LM Fight Arena introduces a fully automated benchmark for evaluating large multimodal models in real-time adversarial settings by pitting six models in Mortal Kombat II where all agents control the same character. The framework combines frame-level visual data with structured game-state features and uses a language-driven controller to convert textual actions into button presses, enabling reproducible, zero-shot evaluation of sequential decision-making.

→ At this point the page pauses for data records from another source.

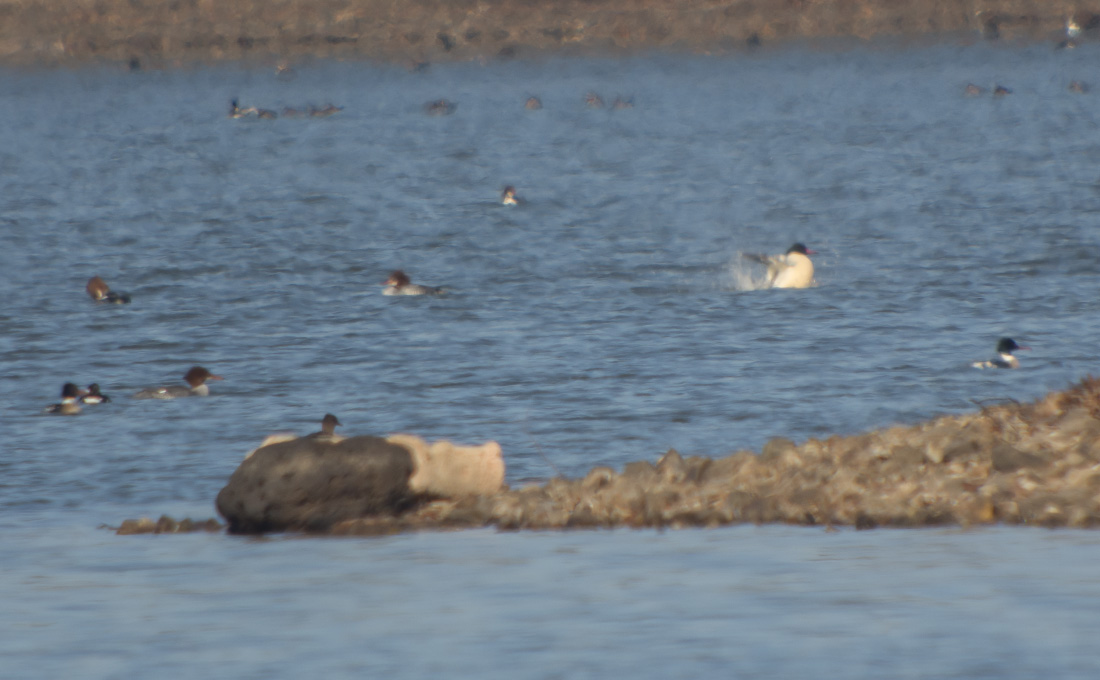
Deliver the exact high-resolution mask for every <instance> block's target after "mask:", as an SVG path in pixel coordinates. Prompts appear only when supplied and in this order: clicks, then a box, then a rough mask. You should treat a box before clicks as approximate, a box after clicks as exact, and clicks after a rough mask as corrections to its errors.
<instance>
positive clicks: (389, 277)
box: [382, 270, 443, 295]
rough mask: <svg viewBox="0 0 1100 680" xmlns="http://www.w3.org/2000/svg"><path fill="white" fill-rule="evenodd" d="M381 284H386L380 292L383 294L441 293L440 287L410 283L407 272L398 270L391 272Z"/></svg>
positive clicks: (404, 294)
mask: <svg viewBox="0 0 1100 680" xmlns="http://www.w3.org/2000/svg"><path fill="white" fill-rule="evenodd" d="M382 285H384V286H386V289H385V290H383V292H382V294H383V295H440V294H442V293H443V289H442V288H432V287H431V286H421V285H419V284H415V283H411V282H410V281H409V277H408V274H406V273H405V272H403V271H400V270H397V271H396V272H394V273H393V274H390V275H389V278H387V279H386V281H384V282H383V284H382Z"/></svg>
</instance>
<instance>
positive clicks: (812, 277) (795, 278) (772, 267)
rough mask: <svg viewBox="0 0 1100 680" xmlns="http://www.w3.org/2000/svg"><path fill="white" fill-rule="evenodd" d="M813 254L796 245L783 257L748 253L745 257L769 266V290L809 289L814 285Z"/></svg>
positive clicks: (786, 253)
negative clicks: (792, 288)
mask: <svg viewBox="0 0 1100 680" xmlns="http://www.w3.org/2000/svg"><path fill="white" fill-rule="evenodd" d="M813 254H815V251H812V250H810V249H809V248H806V246H805V245H803V244H802V243H795V244H793V245H791V248H789V249H787V252H785V253H783V254H782V255H758V254H752V253H747V254H746V255H745V256H746V257H748V259H749V260H753V261H756V262H760V263H763V264H766V265H768V278H767V283H768V287H769V288H809V287H810V286H812V285H814V263H813V261H812V260H810V255H813Z"/></svg>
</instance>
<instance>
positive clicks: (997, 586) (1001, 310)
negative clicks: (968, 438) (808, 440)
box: [0, 44, 1100, 679]
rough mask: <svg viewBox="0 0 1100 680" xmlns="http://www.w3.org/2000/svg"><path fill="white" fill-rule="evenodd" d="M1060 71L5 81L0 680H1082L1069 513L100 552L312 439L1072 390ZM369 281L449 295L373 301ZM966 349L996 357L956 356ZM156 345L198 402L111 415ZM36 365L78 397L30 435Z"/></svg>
mask: <svg viewBox="0 0 1100 680" xmlns="http://www.w3.org/2000/svg"><path fill="white" fill-rule="evenodd" d="M1098 55H1100V50H1098V46H1096V45H1085V46H1082V47H1080V48H1078V50H1074V51H1063V52H1058V51H1055V50H1053V48H1052V47H1051V46H1049V45H1036V46H1029V47H1021V46H1015V47H1000V46H990V45H986V44H982V45H975V46H921V47H889V46H881V45H880V46H866V45H864V46H858V47H854V48H849V50H836V51H813V50H804V48H799V47H789V48H783V50H764V51H760V52H757V53H752V54H744V55H737V56H726V57H703V56H648V57H637V58H630V59H606V61H603V59H548V61H540V62H508V63H493V64H488V65H478V64H456V65H434V66H432V67H431V68H429V69H427V70H426V72H420V73H414V72H410V70H408V69H406V68H403V67H400V66H386V65H377V64H365V63H356V64H349V63H316V64H312V65H305V66H299V67H298V68H297V69H296V75H295V77H290V78H286V77H277V76H276V73H275V69H274V67H271V68H267V67H252V68H243V67H233V66H226V67H202V68H194V69H179V70H171V72H138V73H128V72H124V70H122V69H118V68H113V67H87V68H81V69H75V70H35V69H26V70H22V69H21V70H14V69H8V70H0V91H3V94H4V96H3V97H2V98H0V117H2V120H3V122H4V130H5V131H4V133H3V139H4V143H3V144H0V235H2V237H3V243H4V244H5V248H4V250H3V251H2V252H0V267H2V271H3V273H4V275H3V276H2V277H0V299H3V300H4V303H3V304H2V305H0V328H3V332H2V333H0V357H2V359H3V366H4V381H3V385H4V390H3V395H2V396H0V431H2V435H3V441H4V447H3V450H2V451H0V474H2V478H0V509H2V513H0V600H2V601H3V602H4V603H5V605H7V606H4V607H3V613H0V632H2V633H0V657H2V658H3V663H2V668H0V678H7V677H11V678H43V679H46V678H57V677H77V678H140V677H151V676H154V674H155V676H156V677H158V678H194V677H208V678H274V677H286V678H297V677H303V676H307V674H310V676H311V674H318V673H323V674H324V676H327V677H334V678H343V677H363V676H378V674H382V673H387V674H389V676H393V677H409V678H415V677H440V676H460V674H461V676H465V677H494V678H495V677H499V678H516V677H530V678H587V677H592V678H597V677H598V678H604V677H609V676H620V674H629V676H634V677H641V678H654V679H657V678H670V677H673V678H680V677H684V678H686V677H698V676H700V674H703V673H707V674H724V676H733V677H739V676H749V677H758V676H769V677H784V678H806V677H845V678H881V677H886V676H889V677H914V678H916V677H919V678H930V677H936V678H1034V677H1040V676H1043V677H1059V678H1095V677H1097V674H1098V673H1100V654H1098V652H1096V651H1093V649H1095V643H1093V637H1095V635H1093V632H1092V629H1093V628H1095V623H1096V621H1097V619H1098V616H1100V577H1098V575H1097V571H1096V569H1095V564H1096V563H1097V558H1098V557H1100V535H1097V534H1093V533H1088V531H1070V530H1066V531H1053V533H1052V531H1046V530H1040V529H1030V528H992V529H981V530H975V531H960V530H952V529H946V530H945V529H938V530H916V531H888V530H880V531H871V533H854V531H847V530H845V531H838V533H825V531H823V530H821V529H806V528H793V527H730V528H725V529H719V530H685V531H669V533H659V531H629V530H619V531H580V533H565V534H558V533H539V534H500V533H496V531H492V530H477V531H463V533H449V534H419V535H410V536H396V537H388V538H382V539H340V540H326V539H301V538H296V537H274V538H267V539H248V538H239V537H228V536H221V535H215V536H207V535H202V536H161V537H153V536H145V537H117V536H114V535H113V534H111V533H110V531H107V530H103V529H100V528H98V527H99V526H100V525H101V524H103V523H109V524H118V523H119V522H121V520H122V519H123V518H127V517H139V516H142V515H152V516H157V515H160V514H162V513H167V514H172V515H174V516H176V517H183V516H191V517H196V518H205V517H209V516H211V515H212V514H213V512H215V511H213V497H215V496H216V494H217V492H218V491H219V490H220V489H221V486H222V485H223V484H224V482H226V480H227V479H228V478H229V475H230V474H231V473H232V471H233V470H234V468H235V467H237V464H238V463H239V461H240V460H241V458H242V457H243V454H244V453H245V452H246V451H248V450H249V449H251V448H254V447H255V446H256V445H257V443H259V441H260V440H261V439H262V438H263V436H264V435H266V434H270V432H272V431H278V430H289V431H296V432H299V434H306V432H310V431H316V430H317V429H318V424H319V421H320V418H321V416H322V415H323V414H324V413H334V414H337V415H338V416H339V417H340V419H341V421H342V423H343V427H342V428H340V429H339V431H341V432H343V434H348V435H360V434H377V435H384V434H387V432H395V431H411V432H415V434H418V435H420V436H423V437H426V438H429V439H434V438H449V439H454V440H458V441H462V442H471V443H473V442H481V441H484V440H486V439H495V440H497V441H499V442H500V445H502V446H503V448H504V452H505V458H506V462H507V465H508V481H509V483H511V484H521V483H525V482H527V481H532V480H533V481H541V480H544V479H548V478H550V476H552V475H554V474H555V473H561V474H565V475H569V476H579V475H583V474H584V473H585V472H586V471H587V470H590V469H591V468H592V467H594V465H597V464H606V465H612V467H616V468H618V467H621V465H623V464H624V463H626V462H630V461H634V460H656V458H657V457H659V456H660V454H661V453H663V452H664V451H665V450H668V449H669V448H675V449H678V450H679V451H680V452H681V453H682V454H684V456H690V454H700V456H715V457H716V456H725V454H727V453H729V452H731V451H734V450H737V449H744V448H748V449H756V450H758V449H759V447H760V446H761V445H762V443H763V442H764V441H767V440H768V439H769V438H771V437H775V436H784V437H790V438H792V439H794V440H796V441H802V440H804V439H806V438H809V437H825V436H828V435H831V434H853V432H858V431H862V430H867V429H871V428H876V427H881V426H887V425H892V424H897V423H902V424H905V423H919V421H921V420H924V419H926V418H930V417H934V416H937V415H942V414H947V413H959V412H965V410H970V409H974V408H976V407H977V406H976V404H981V403H988V402H990V401H998V399H1008V398H1012V399H1018V401H1027V399H1033V398H1035V397H1038V396H1041V395H1043V394H1045V393H1046V392H1048V391H1051V390H1057V388H1063V387H1066V386H1068V385H1069V384H1071V383H1073V382H1074V381H1076V380H1078V379H1080V377H1082V376H1085V375H1087V374H1089V373H1090V372H1091V373H1096V372H1097V368H1098V361H1097V355H1096V338H1097V337H1098V331H1100V322H1098V319H1100V315H1098V312H1100V296H1098V295H1097V276H1096V273H1097V268H1098V263H1100V229H1098V219H1100V134H1098V130H1100V112H1098V107H1097V101H1098V100H1097V97H1098V96H1100V94H1096V92H1086V94H1075V92H1071V91H1069V90H1068V88H1067V86H1068V84H1069V83H1070V80H1073V79H1084V80H1086V81H1087V80H1088V79H1089V77H1090V76H1091V75H1092V74H1093V73H1096V70H1095V65H1096V63H1097V57H1098ZM968 83H975V84H977V85H979V86H981V87H983V88H985V90H986V91H985V92H983V94H982V95H981V96H979V97H972V98H968V97H966V96H965V95H964V88H965V86H966V85H967V84H968ZM994 85H1003V86H1005V87H1009V88H1011V90H1012V94H1011V95H1009V96H1004V97H1000V98H994V97H993V96H992V95H991V94H990V90H991V89H992V87H993V86H994ZM1096 85H1098V86H1100V83H1098V84H1096ZM588 91H596V92H599V94H601V95H602V96H603V98H604V99H605V101H606V102H607V103H608V105H610V102H612V101H613V100H614V99H615V98H616V97H617V96H620V97H624V98H632V101H634V107H632V108H630V109H625V110H614V109H612V108H610V107H609V106H608V107H606V108H604V109H598V110H596V109H590V108H587V107H585V105H584V98H585V94H586V92H588ZM532 95H537V96H539V97H540V98H541V100H542V103H543V108H542V109H541V110H538V111H528V110H526V109H525V108H524V100H525V99H526V98H527V97H528V96H532ZM233 97H239V98H240V100H241V103H242V106H259V107H264V108H271V109H275V110H281V109H282V108H283V107H292V106H293V107H304V106H308V105H310V103H313V105H323V103H327V102H330V101H331V102H333V103H335V105H339V106H343V107H344V110H343V111H342V112H340V113H339V114H337V116H333V117H331V118H326V119H312V118H304V119H303V118H285V117H283V118H279V119H278V120H257V119H244V120H233V119H230V118H228V117H227V111H228V106H229V100H230V99H231V98H233ZM439 98H447V99H449V100H451V101H454V102H456V103H458V109H456V111H455V112H454V113H453V114H452V116H447V117H429V116H427V114H426V113H425V108H423V107H425V105H426V103H427V102H428V101H431V100H434V99H439ZM508 184H511V185H516V187H517V189H518V193H519V195H520V197H521V198H524V199H525V202H524V204H522V205H520V206H517V207H505V206H500V205H499V202H498V196H499V193H500V189H502V188H503V187H504V186H505V185H508ZM795 241H801V242H804V243H806V244H807V245H809V246H810V248H812V249H814V250H816V251H818V252H817V254H816V255H814V261H815V264H816V268H817V282H818V285H817V286H816V287H814V288H810V289H804V290H767V289H764V290H760V289H752V288H753V287H755V286H753V283H752V282H753V279H755V278H759V276H760V275H761V272H760V271H759V270H755V268H752V266H751V265H750V264H748V263H747V262H746V261H745V260H742V259H741V257H740V253H742V252H782V251H784V250H785V249H787V248H788V246H789V245H790V244H791V243H793V242H795ZM395 268H404V270H405V271H406V272H408V273H409V274H410V275H411V277H412V279H414V281H416V282H419V283H425V284H429V285H445V286H448V288H449V290H450V293H449V294H448V295H445V296H441V297H431V298H418V297H386V296H383V295H382V294H381V292H382V286H381V285H379V284H381V282H382V281H384V279H385V278H386V277H387V276H388V273H389V272H390V271H392V270H395ZM96 274H98V275H100V276H102V277H103V278H105V279H107V282H108V283H109V284H110V285H111V286H112V288H116V289H119V290H123V292H127V293H130V294H131V295H132V296H133V304H131V305H128V306H107V305H98V306H97V305H94V304H92V303H91V301H90V300H89V299H88V297H87V296H86V295H85V293H84V285H85V283H86V281H87V279H88V277H89V276H91V275H96ZM1002 336H1011V337H1013V338H1015V339H1016V340H1018V341H1020V342H1021V343H1022V344H1027V346H1030V347H1031V348H1032V349H1031V351H1029V352H1023V353H1022V354H1021V360H1022V362H1023V368H1022V369H1021V370H1019V371H977V370H974V369H971V368H969V362H971V361H974V360H978V359H987V358H989V357H991V355H992V354H993V346H994V344H996V342H997V339H998V338H999V337H1002ZM194 364H201V365H205V366H207V368H209V369H210V370H211V371H213V372H215V373H218V374H221V375H223V376H226V381H224V382H219V383H213V384H212V396H210V397H209V398H206V399H183V401H176V402H150V401H134V399H131V398H130V395H131V394H132V393H133V392H135V391H138V390H139V388H141V387H146V386H150V385H158V384H174V383H175V384H179V383H180V376H182V375H183V374H184V372H186V370H187V369H188V368H189V366H191V365H194ZM66 381H73V382H77V383H79V384H81V385H87V384H89V383H92V382H97V383H99V384H100V385H101V386H102V388H103V392H106V393H107V394H108V395H110V396H111V397H112V401H111V403H109V404H107V405H103V406H99V407H88V408H86V409H85V413H84V414H81V415H80V416H78V417H75V418H59V417H50V416H44V415H42V413H41V412H42V408H43V407H44V406H45V405H47V404H51V403H54V402H56V401H57V394H58V392H59V388H61V385H62V384H63V383H64V382H66Z"/></svg>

Results reveal a pronounced performance hierarchy, with Claude 3.5 Sonnet achieving wins, followed by Gemini 2.5 Pro and Qwen variants, while GPT-4o fails to win, highlighting gaps between static multimodal understanding and dynamic, action-oriented reasoning. The work argues that fighting-game environments offer a valuable, interpretable, and practical direction for evaluating real-time perception-action coupling in LMMs and outlines future directions for broader game genres, longer match series, and human calibration to ensure robust, safe deployment in interactive AI systems.

Abstract

Existing benchmarks for large multimodal models (LMMs) often fail to capture their performance in real-time, adversarial environments. We introduce LM Fight Arena (Large Model Fight Arena), a novel framework that evaluates LMMs by pitting them against each other in the classic fighting game Mortal Kombat II, a task requiring rapid visual understanding and tactical, sequential decision-making. In a controlled tournament, we test six leading open- and closed-source models, where each agent operates controlling the same character to ensure a fair comparison. The models are prompted to interpret game frames and state data to select their next actions. Unlike static evaluations, LM Fight Arena provides a fully automated, reproducible, and objective assessment of an LMM's strategic reasoning capabilities in a dynamic setting. This work introduces a challenging and engaging benchmark that bridges the gap between AI evaluation and interactive entertainment.

Paper Structure

This paper contains 14 sections, 4 figures.

Figures (4)

  • Figure 1: The LM Fight Arena. Six state-of-the-art large multimodal models (LMMs) compete in a round-robin tournament in the classic fighting game Mortal Kombat II. Each model controls the same character, Liu Kang, to ensure a fair comparison. The models receive real-time visual frames and structured game state information, then output their next actions as natural language commands.
  • Figure 2: Overview of the LM Fight Arena control loop. The left column illustrates visual processing: the emulator streams raw frames, we subsample every fourth frame, and we annotate player positions before packaging the sequence. The central block shows the real-time interaction between the emulator and the language-driven controller that translates text actions into Sega Genesis button presses. The right column depicts the structured state features---health bars, absolute coordinates, facing direction, and the trailing action history---that accompany the visual stack.
  • Figure 3: (a) Tournament matchup matrix showing the winner's remaining health percentage for each model pair. Green cells indicate a win for the row model, red cells indicate a loss. (b) Bar chart summarizing overall win rates for each model.
  • Figure 4: Heatmap of button press frequencies across all models and matches. Brighter colors indicate more frequent usage of that button.